The Revenue’s sick pay scheme provided for six months full pay and six months half pay, subject to a maximum of 12 months paid sick leave in any four years. After that employees were only entitled to their equivalent pension rate of pay, or half pay.

The scheme also provided for an additional discretionary 40 days sick absence at full pay for unrelated illness, and a further 20 days at full pay for treating the original illness or injury.

Mrs O’Hanlon claimed her employers should have paid her in full, once the initial six months sick pay were up, by making one of the following two reasonable adjustments

  • awarding her full pay during her disability related absences, or
  • separating out the disability and non-disability related absences and paying her in full for the latter

Tribunal decision

The tribunal agreed that Mrs O’Hanlon had been placed at a substantial disadvantage by the rules, and the Revenue were under a duty to make reasonable adjustments. However, it said that paying her salary in full was not reasonable.

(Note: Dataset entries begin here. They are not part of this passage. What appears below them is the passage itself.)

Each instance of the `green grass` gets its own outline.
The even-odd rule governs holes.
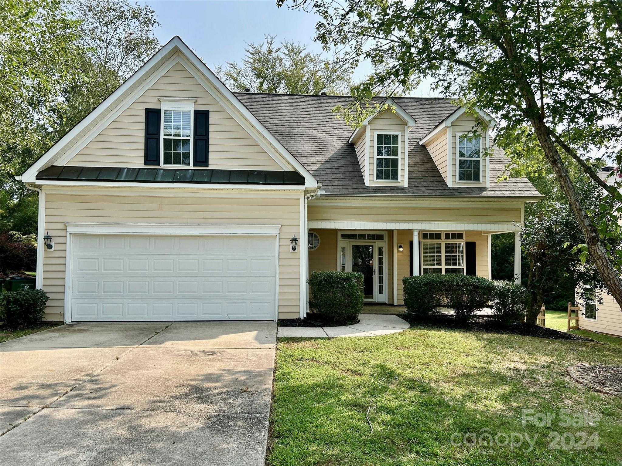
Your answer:
[[[547,311],[545,314],[546,317],[546,326],[552,329],[560,330],[565,332],[568,329],[568,311]],[[576,335],[581,335],[583,337],[588,337],[593,340],[600,341],[602,343],[608,343],[616,346],[622,346],[622,338],[620,337],[612,337],[610,335],[603,335],[590,332],[588,330],[571,330],[570,333]]]
[[[48,329],[53,329],[62,325],[62,322],[42,322],[40,324],[36,324],[26,327],[19,327],[17,328],[9,328],[6,327],[0,327],[0,333],[4,334],[0,335],[0,343],[9,340],[13,340],[20,337],[25,337],[26,335],[42,332]]]
[[[282,339],[277,348],[271,465],[592,466],[622,459],[622,399],[565,372],[578,362],[622,363],[612,345],[421,326],[367,338]],[[524,409],[558,417],[550,427],[524,426]],[[562,409],[601,420],[560,426]],[[549,449],[553,432],[597,432],[600,447]],[[452,445],[452,434],[467,432],[538,436],[531,452],[526,444]]]

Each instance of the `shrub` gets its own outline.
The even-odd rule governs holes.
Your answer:
[[[33,235],[15,231],[0,235],[0,272],[6,275],[37,268],[37,246]]]
[[[407,276],[402,283],[409,314],[422,317],[437,312],[439,306],[447,306],[462,321],[488,306],[494,290],[491,280],[472,275]]]
[[[402,283],[407,314],[420,318],[438,313],[443,301],[444,276],[429,274],[404,277]]]
[[[0,299],[0,319],[4,324],[15,327],[40,322],[48,296],[42,290],[24,288],[6,291]]]
[[[485,308],[493,298],[494,284],[492,280],[475,275],[443,275],[445,299],[463,322]]]
[[[525,287],[513,281],[495,281],[493,315],[504,325],[524,320],[528,293]]]
[[[350,324],[358,318],[365,299],[362,273],[316,271],[311,272],[308,282],[309,308],[324,321]]]

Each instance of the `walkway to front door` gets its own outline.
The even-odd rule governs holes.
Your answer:
[[[2,344],[0,464],[263,466],[276,344],[274,322],[77,324]]]

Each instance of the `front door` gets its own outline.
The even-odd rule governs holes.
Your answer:
[[[363,289],[365,299],[374,299],[374,278],[376,275],[374,258],[376,248],[373,244],[352,244],[351,248],[351,270],[363,274]]]

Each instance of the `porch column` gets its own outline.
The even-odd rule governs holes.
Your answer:
[[[397,231],[393,230],[393,304],[397,304]]]
[[[514,232],[514,281],[521,283],[521,232]]]
[[[419,231],[412,231],[412,275],[419,275]]]

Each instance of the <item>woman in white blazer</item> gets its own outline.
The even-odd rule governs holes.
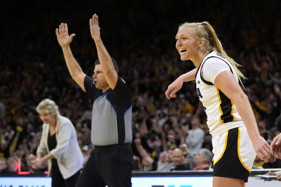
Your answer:
[[[84,161],[74,126],[70,120],[59,115],[57,106],[50,99],[43,99],[36,109],[44,123],[32,167],[37,169],[48,160],[52,187],[74,187]]]

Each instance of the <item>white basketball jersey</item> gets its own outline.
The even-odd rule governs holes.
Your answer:
[[[213,136],[245,126],[233,101],[214,85],[217,76],[226,70],[231,72],[238,82],[230,63],[220,54],[211,51],[203,59],[195,74],[197,95],[205,108],[207,124]]]

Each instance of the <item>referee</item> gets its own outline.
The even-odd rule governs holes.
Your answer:
[[[102,43],[95,14],[90,19],[90,25],[99,58],[92,78],[83,72],[70,49],[69,44],[75,34],[68,35],[66,23],[62,23],[56,30],[71,77],[94,101],[91,140],[95,148],[76,186],[131,186],[131,92],[118,76],[117,64]]]

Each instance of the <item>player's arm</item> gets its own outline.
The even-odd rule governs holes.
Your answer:
[[[91,34],[96,44],[101,66],[108,85],[113,90],[117,83],[118,75],[114,69],[111,58],[101,38],[98,17],[95,14],[90,19],[90,25]]]
[[[269,145],[260,135],[248,97],[242,90],[229,71],[225,71],[216,78],[214,84],[235,103],[245,124],[247,131],[258,156],[266,162],[270,155]],[[231,85],[231,86],[230,86]]]
[[[63,23],[59,25],[58,29],[56,29],[56,34],[59,43],[62,49],[64,59],[71,77],[85,91],[84,79],[86,74],[83,72],[81,67],[74,58],[69,46],[75,34],[73,34],[69,36],[67,25]]]
[[[175,94],[182,86],[184,82],[188,82],[195,79],[195,74],[197,69],[195,68],[185,74],[181,75],[168,86],[168,89],[165,92],[165,94],[169,99],[171,98],[176,97]]]

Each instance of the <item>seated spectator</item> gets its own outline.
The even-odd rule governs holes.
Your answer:
[[[155,171],[157,167],[157,163],[152,158],[141,145],[140,139],[136,138],[134,140],[136,146],[141,156],[142,164],[143,170],[145,171]]]
[[[187,136],[185,141],[187,147],[189,149],[189,154],[191,156],[195,156],[198,154],[204,141],[205,133],[200,129],[200,120],[196,117],[194,117],[191,120],[192,129],[187,132]]]
[[[164,164],[159,166],[156,170],[157,172],[169,172],[175,168],[175,165],[173,163],[173,152],[174,150],[174,147],[171,147],[167,152],[165,157],[165,162]],[[160,157],[161,158],[161,157]]]
[[[197,166],[193,170],[208,170],[212,164],[213,155],[208,149],[203,148],[195,156],[195,162]]]
[[[0,173],[5,173],[9,172],[8,164],[7,163],[7,159],[5,158],[0,159]]]
[[[160,167],[166,165],[166,155],[167,154],[167,151],[164,151],[160,153],[159,156],[160,159],[157,163],[157,169]]]
[[[175,149],[173,152],[173,163],[175,167],[170,171],[189,170],[189,167],[183,164],[184,159],[182,151],[177,148]]]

It also said she was not discriminated against for a reason related to her disability, given that she was treated in the same way as a non-disabled person. The tribunal went on to say that even if Mrs O’Hanlon’s treatment did amount to disability related discrimination, the Revenue’s treatment of her was justified.

EAT decision

The Employment Appeal Tribunal (EAT) agreed that Mrs O’Hanlon had been disadvantaged by the scheme rules. However, it said that it would be “a very rare case indeed” where giving higher sick pay to a disabled employee would be considered a reasonable adjustment.

As for the question of disability related discrimination, it said that the correct comparator was someone who had not been off work at all, as opposed to someone who had been off work for non-disability related sickness. It said that the Revenue had discriminated against her when it reduced her pay because the underlying reason for her absence from work was disability related.

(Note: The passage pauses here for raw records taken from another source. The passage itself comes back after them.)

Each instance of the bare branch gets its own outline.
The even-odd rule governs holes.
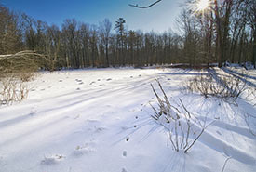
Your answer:
[[[155,3],[152,3],[151,5],[149,6],[139,6],[138,4],[137,5],[132,5],[132,4],[129,4],[128,6],[132,7],[138,7],[138,8],[149,8],[155,5],[156,5],[157,3],[161,2],[162,0],[157,0],[155,1]]]

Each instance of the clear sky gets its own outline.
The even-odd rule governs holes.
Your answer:
[[[144,32],[175,30],[175,19],[184,0],[163,0],[148,9],[139,9],[128,4],[149,5],[155,0],[0,0],[15,11],[61,26],[65,19],[74,18],[85,23],[98,24],[108,18],[113,26],[122,17],[128,29]]]

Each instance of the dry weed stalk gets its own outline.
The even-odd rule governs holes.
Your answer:
[[[217,97],[223,100],[234,101],[246,90],[246,83],[234,76],[222,76],[222,83],[214,82],[211,74],[195,77],[186,83],[185,88],[199,92],[205,98]]]
[[[158,103],[157,109],[151,105],[155,111],[155,115],[152,117],[168,131],[173,149],[176,152],[182,150],[186,153],[213,122],[207,125],[206,119],[197,118],[186,109],[182,99],[180,99],[181,106],[179,106],[182,108],[171,105],[160,82],[158,86],[164,99],[158,96],[151,85]]]

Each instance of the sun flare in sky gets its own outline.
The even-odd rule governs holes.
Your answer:
[[[199,0],[196,4],[196,8],[198,11],[203,11],[209,7],[209,0]]]

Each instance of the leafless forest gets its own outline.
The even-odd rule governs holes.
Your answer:
[[[225,61],[255,66],[256,1],[211,2],[199,10],[195,1],[187,1],[177,18],[180,32],[162,33],[128,30],[123,18],[99,25],[67,19],[59,28],[0,5],[0,55],[32,50],[48,60],[43,65],[47,70],[170,63],[222,67]]]

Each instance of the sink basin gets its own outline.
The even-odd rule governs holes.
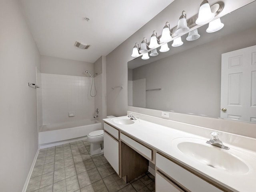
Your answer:
[[[174,139],[172,145],[186,157],[212,168],[233,174],[244,174],[249,171],[249,167],[243,158],[246,155],[235,149],[224,149],[206,142],[199,139],[180,137]]]
[[[120,125],[130,125],[131,124],[134,123],[135,122],[135,121],[138,120],[132,120],[128,118],[121,117],[114,118],[111,121],[116,123]]]

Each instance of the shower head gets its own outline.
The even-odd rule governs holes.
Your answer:
[[[90,72],[89,71],[84,71],[84,73],[89,73],[89,74],[92,77],[93,77],[93,76],[94,75],[94,74],[93,74],[92,75],[90,73]]]

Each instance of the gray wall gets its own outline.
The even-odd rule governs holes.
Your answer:
[[[210,4],[219,1],[212,0]],[[219,16],[230,12],[238,8],[253,1],[232,0],[222,1],[225,6]],[[107,106],[108,115],[125,115],[128,108],[128,69],[127,62],[133,58],[130,56],[135,42],[140,43],[143,37],[150,39],[153,30],[160,35],[166,22],[170,24],[170,27],[176,26],[183,10],[186,10],[187,18],[198,13],[201,0],[187,1],[176,0],[147,23],[135,33],[116,48],[106,56],[107,61]],[[110,90],[109,88],[122,84],[122,90]]]
[[[18,1],[0,2],[0,191],[20,192],[38,149],[40,56]]]
[[[44,55],[41,56],[41,69],[43,73],[76,76],[86,76],[86,70],[94,73],[93,63]]]
[[[146,89],[163,89],[146,92],[146,107],[220,117],[221,54],[256,45],[255,34],[254,27],[134,69]]]

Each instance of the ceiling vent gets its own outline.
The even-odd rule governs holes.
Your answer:
[[[82,49],[87,49],[91,46],[90,45],[84,45],[77,41],[76,41],[74,45]]]

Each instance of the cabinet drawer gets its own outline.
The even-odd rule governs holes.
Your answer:
[[[122,133],[120,134],[120,137],[121,139],[135,151],[140,153],[147,159],[152,161],[152,150],[151,149],[150,149]]]
[[[104,129],[117,140],[119,139],[119,131],[118,130],[115,129],[113,127],[111,126],[106,123],[104,123]]]
[[[168,174],[174,182],[192,192],[223,191],[158,153],[156,165],[157,168]]]
[[[156,191],[162,192],[171,191],[172,192],[184,192],[175,184],[166,178],[164,175],[158,172],[156,173]]]

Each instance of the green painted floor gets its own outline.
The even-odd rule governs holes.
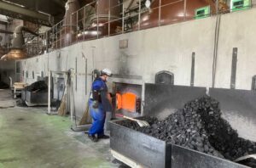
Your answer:
[[[1,92],[0,92],[1,94]],[[0,108],[0,168],[119,167],[109,140],[93,143],[46,109]]]

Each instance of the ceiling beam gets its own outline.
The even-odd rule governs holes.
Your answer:
[[[3,1],[0,1],[0,14],[30,21],[38,25],[51,26],[49,23],[49,15]]]

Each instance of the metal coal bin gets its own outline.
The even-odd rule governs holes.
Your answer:
[[[243,100],[241,101],[247,101],[247,98],[250,99],[252,98],[256,99],[256,94],[252,93],[250,91],[245,92],[234,90],[233,92],[236,92],[236,95],[240,95],[240,92],[242,92]],[[248,94],[247,94],[247,92]],[[146,84],[144,115],[158,116],[160,118],[167,116],[172,111],[175,111],[175,109],[183,107],[183,105],[188,101],[201,97],[205,95],[205,93],[206,88],[204,87]],[[224,92],[223,92],[223,94],[224,94]],[[212,96],[214,98],[216,94],[212,94]],[[221,104],[224,104],[222,107],[224,107],[225,104],[226,104],[224,101],[225,100],[223,99],[220,101]],[[231,100],[229,99],[227,101],[230,102]],[[254,108],[252,107],[248,108],[254,109]],[[224,109],[229,111],[226,107]],[[167,111],[169,111],[169,113]],[[246,111],[246,114],[243,114],[244,112],[239,113],[239,111],[236,111],[236,113],[238,115],[243,115],[244,118],[248,116],[248,120],[252,120],[252,113],[250,112],[250,115],[247,115],[247,110],[244,111]],[[225,113],[225,111],[223,111],[223,113]],[[255,115],[256,114],[254,113],[254,119],[256,119]],[[229,116],[230,117],[230,115]],[[138,119],[140,117],[138,117]],[[237,116],[234,115],[234,118],[236,119]],[[227,118],[227,120],[229,121],[229,120],[233,119]],[[167,143],[165,141],[119,125],[119,123],[123,120],[113,120],[109,124],[110,148],[114,158],[131,167],[248,167],[225,159],[218,158],[199,151]],[[256,124],[254,126],[255,126]],[[244,127],[243,126],[240,126]],[[241,128],[241,130],[243,131],[244,128]],[[238,132],[239,132],[240,131],[238,130]]]

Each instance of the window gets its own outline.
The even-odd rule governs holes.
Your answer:
[[[155,75],[155,83],[173,85],[174,74],[167,70],[160,71]]]

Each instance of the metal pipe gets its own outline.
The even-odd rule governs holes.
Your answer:
[[[87,79],[87,58],[85,59],[85,95],[87,95],[87,82],[88,82],[88,79]]]
[[[142,0],[139,0],[139,15],[138,15],[138,25],[137,30],[141,29],[141,8],[142,8]]]
[[[51,72],[48,71],[48,115],[50,115],[50,78]]]
[[[162,0],[159,0],[158,26],[160,26],[160,22],[161,22],[161,4],[162,4]]]

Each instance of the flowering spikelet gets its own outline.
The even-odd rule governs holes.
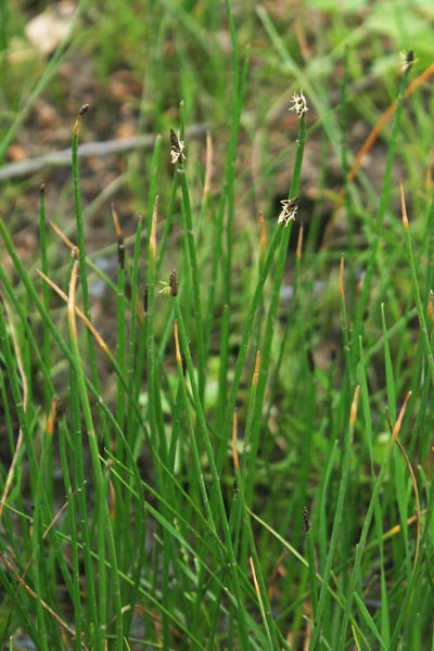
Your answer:
[[[284,199],[280,203],[282,204],[282,212],[279,215],[278,224],[288,226],[290,221],[295,221],[295,214],[298,210],[297,206],[298,196],[293,199]]]
[[[177,136],[174,129],[170,129],[170,163],[173,165],[176,165],[177,163],[182,165],[186,161],[186,154],[183,153],[184,149],[186,145],[183,140],[179,140],[179,135]]]
[[[309,111],[309,107],[306,102],[306,98],[303,94],[303,88],[301,89],[301,91],[298,93],[296,92],[292,97],[292,104],[288,111],[295,111],[295,113],[298,115],[298,118],[303,117],[305,115],[305,113],[307,113],[307,111]]]

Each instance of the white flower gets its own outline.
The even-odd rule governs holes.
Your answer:
[[[294,196],[294,199],[284,199],[280,202],[282,212],[279,215],[278,224],[288,226],[290,221],[295,221],[295,214],[298,210],[297,201],[298,196]]]
[[[295,113],[298,115],[298,117],[303,117],[303,115],[305,115],[305,113],[307,111],[309,111],[309,107],[306,102],[306,98],[303,94],[303,88],[301,89],[299,93],[295,93],[292,97],[291,101],[292,101],[292,105],[289,107],[288,111],[295,111]]]
[[[170,163],[173,165],[182,164],[186,161],[184,149],[183,140],[179,140],[179,135],[177,136],[174,129],[170,129]]]
[[[408,52],[406,50],[401,50],[399,52],[399,60],[400,69],[403,71],[403,73],[407,73],[418,61],[414,56],[413,50],[409,50]]]

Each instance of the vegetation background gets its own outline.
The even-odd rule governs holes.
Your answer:
[[[434,649],[433,26],[0,0],[2,648]]]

However, it agreed with the tribunal that the failure to pay her was justified because there was a ‘material and substantial’ reason for the discrimination, which was the cost of paying full pay to all disabled employees off work with a disability related illness..

Court of Appeal decision

The Court of Appeal also agreed that Mrs O’Hanlon had been placed at a substantial disadvantage by the sick pay scheme, but that a non-disabled person (the correct comparator) would feel the same stress. Paying her full pay for disability related illness absence was not, therefore, a reasonable adjustment.

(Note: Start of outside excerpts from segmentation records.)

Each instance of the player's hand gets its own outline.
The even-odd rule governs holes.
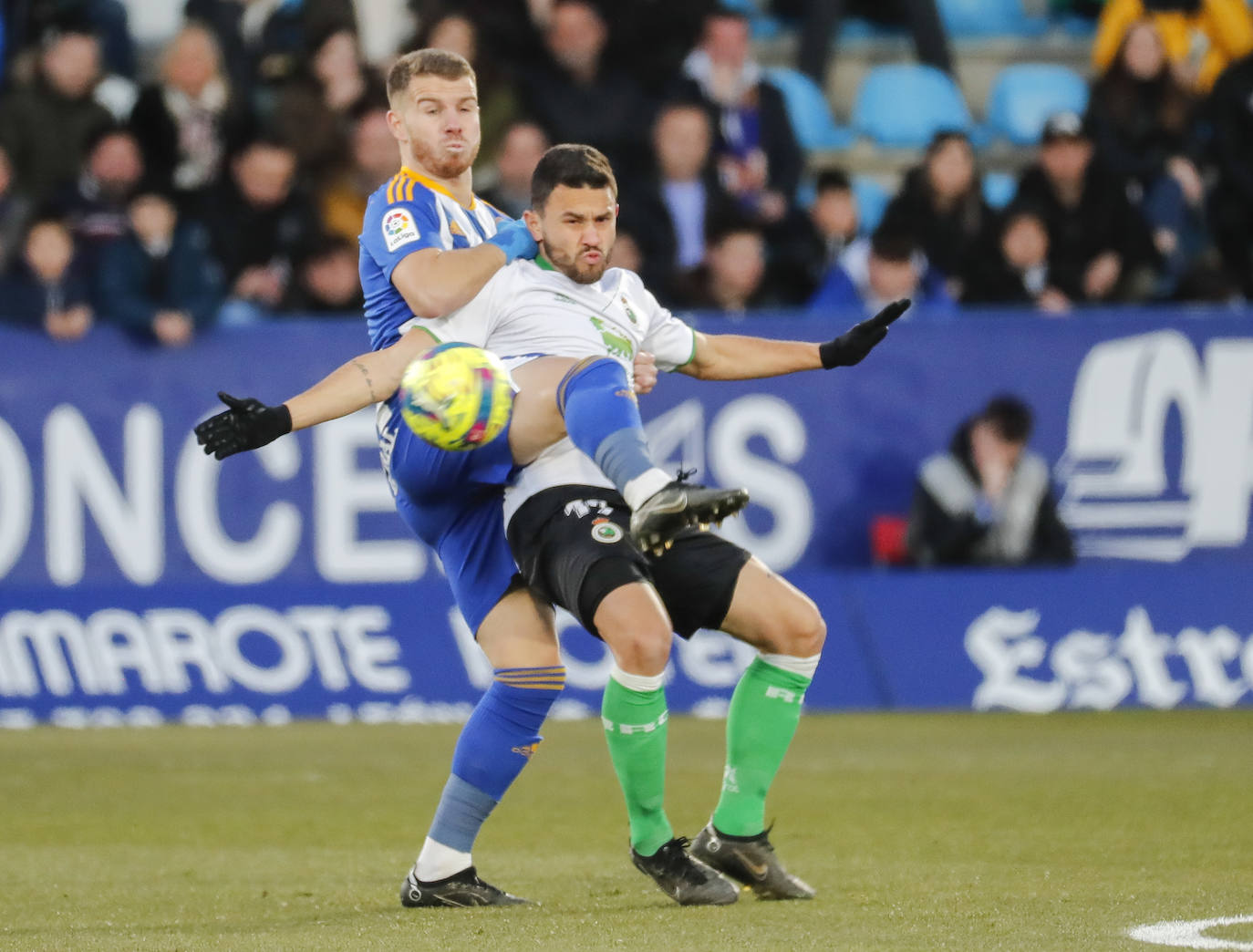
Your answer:
[[[534,258],[540,253],[526,222],[520,218],[496,225],[496,233],[487,239],[487,244],[495,244],[505,253],[505,264],[519,258]]]
[[[635,354],[635,392],[652,393],[657,386],[657,357],[648,351],[639,351]]]
[[[259,450],[292,432],[292,412],[283,403],[268,407],[259,400],[241,400],[222,391],[218,391],[218,400],[229,410],[195,427],[195,442],[204,447],[207,456],[224,460],[244,450]]]
[[[818,356],[826,370],[832,367],[852,367],[861,363],[875,344],[887,337],[887,328],[901,314],[910,309],[910,299],[901,298],[880,311],[875,317],[855,324],[834,341],[818,344]]]

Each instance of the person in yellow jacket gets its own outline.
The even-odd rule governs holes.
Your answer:
[[[1093,66],[1104,73],[1136,20],[1152,19],[1167,55],[1204,93],[1229,63],[1253,51],[1253,11],[1245,0],[1108,0],[1096,23]]]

Likewise, the Court also rejected the argument that Mrs O’Hanlon’s disability and non-disability related absences should be separated and that she should be paid in full for the latter.

It agreed, however, that Mrs O’Hanlon had been subject to disability related discrimination, but that it was justified because she had not identified any factor which would have distinguished her position and led her employer to reach a different decision.


This case has clarified that an increase in sick pay will only be considered to be a reasonable adjustment if exceptional reasons for such an adjustment can be shown.

Similarly it may still be possible for employees to argue that disability related and non-disability related absences should be dealt with separately by their employer where it can be shown that there are good reasons, specific to that employee, to do so.